A local Facebook resale page has a CCR 2000 that the owner says ran last year, but doesn't run anymore. She is only asking $30, so I figured it's worth a shot at fixing! I'm guessing the carb is just gummed up.

Anything to look out for with these models? 

Thanks!


----------



## 43128 (Feb 14, 2014)

ignition modules are known to go out and parts are extremely expensive for the engine, same thing for ccr3000s


----------



## caddydaddy (Dec 10, 2014)

I'll bring my spark tester to confirm it's not spark related. Does the price sound fair for a non-running machine?


----------



## 43128 (Feb 14, 2014)

yeah it seems fair enough


----------



## caddydaddy (Dec 10, 2014)

It now resides inside my garage!


----------



## Freezn (Mar 1, 2014)

caddydaddy said:


> It now resides inside my garage!


Congrats! Great score. The question everyone wants to know. Is it a keeper or a flipper? Hard to part with a good solid single stage machine especially one with a Suzuki engine. Over the years single stage machines have become my "go to" for most storms with less than 8" of snow. Really like the versatility and maneuverability of a single stage machine.


----------



## caddydaddy (Dec 10, 2014)

Thanks! I may keep it. I've never used a single stage, so I'm eager to see how it does. I guess I'll have to wait a few months. 
So, I pulled the covers off and drained out the old and stale gas. I then took the carb off and shot some carb cleaner through it. It looked really clean inside! I pulled the spark plug and it looked pretty good. 
I put the carb back on, primed it and cranked it a bit. It fired up and ran great! Nice steady speed and the auger engaged just fine! Wow, all for $30! I'm stoked!
I'll post up some pictures of it later.


----------



## caddydaddy (Dec 10, 2014)

It could use a new belt, but that's about it!


----------



## uberT (Dec 29, 2013)

Make sure the paddles are in reasonably good shape. They have a big impact on how far she'll throw...


----------



## caddydaddy (Dec 10, 2014)

uberT said:


> Make sure the paddles are in reasonably good shape. They have a big impact on how far she'll throw...

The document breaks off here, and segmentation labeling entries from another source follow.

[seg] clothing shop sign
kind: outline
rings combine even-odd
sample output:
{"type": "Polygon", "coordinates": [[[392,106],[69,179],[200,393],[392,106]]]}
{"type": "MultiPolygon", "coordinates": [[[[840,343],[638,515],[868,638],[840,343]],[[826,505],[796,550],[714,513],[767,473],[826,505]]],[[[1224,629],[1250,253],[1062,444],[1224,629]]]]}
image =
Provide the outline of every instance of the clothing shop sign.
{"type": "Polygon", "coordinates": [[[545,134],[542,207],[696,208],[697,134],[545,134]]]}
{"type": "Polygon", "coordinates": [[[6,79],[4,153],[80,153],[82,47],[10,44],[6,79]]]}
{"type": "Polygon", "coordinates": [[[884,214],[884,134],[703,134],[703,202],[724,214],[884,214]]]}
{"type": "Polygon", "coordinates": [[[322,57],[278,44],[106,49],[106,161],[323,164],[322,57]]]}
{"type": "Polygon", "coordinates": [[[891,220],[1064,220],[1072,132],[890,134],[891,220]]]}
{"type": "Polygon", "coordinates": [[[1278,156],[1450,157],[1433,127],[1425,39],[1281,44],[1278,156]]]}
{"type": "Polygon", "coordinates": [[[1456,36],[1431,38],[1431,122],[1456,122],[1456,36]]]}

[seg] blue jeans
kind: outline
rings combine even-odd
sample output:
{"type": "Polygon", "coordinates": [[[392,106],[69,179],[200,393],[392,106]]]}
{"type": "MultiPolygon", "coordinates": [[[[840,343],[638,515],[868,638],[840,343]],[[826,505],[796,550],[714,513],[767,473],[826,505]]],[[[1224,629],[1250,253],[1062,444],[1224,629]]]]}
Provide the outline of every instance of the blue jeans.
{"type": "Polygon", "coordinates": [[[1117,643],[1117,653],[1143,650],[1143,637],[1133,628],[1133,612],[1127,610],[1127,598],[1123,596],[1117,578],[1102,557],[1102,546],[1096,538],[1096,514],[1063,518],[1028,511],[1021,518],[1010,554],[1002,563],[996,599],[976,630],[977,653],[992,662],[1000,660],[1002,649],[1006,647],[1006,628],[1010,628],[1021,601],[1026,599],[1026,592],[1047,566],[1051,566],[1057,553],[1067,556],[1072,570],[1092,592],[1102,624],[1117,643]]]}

The paddles look ok. They have some wear, but since this is my first single stage, I don't know if they are too worn or not. I'm sure I can look up a measurement or something to find out.


----------



## Freezn (Mar 1, 2014)

Paddles and scraper bar are the two big "wear and tear" items on any single stage snow blower. If it's in the budget and you plan on keeping the machine, I'd throw on a new set of paddles and scraper bar if the current ones are showing any kind of wear. Worn paddles really decrease discharge distance on a single stage. Don't get me wrong, it will still throw plenty far, but you may lose 10ft of max throw distance.


----------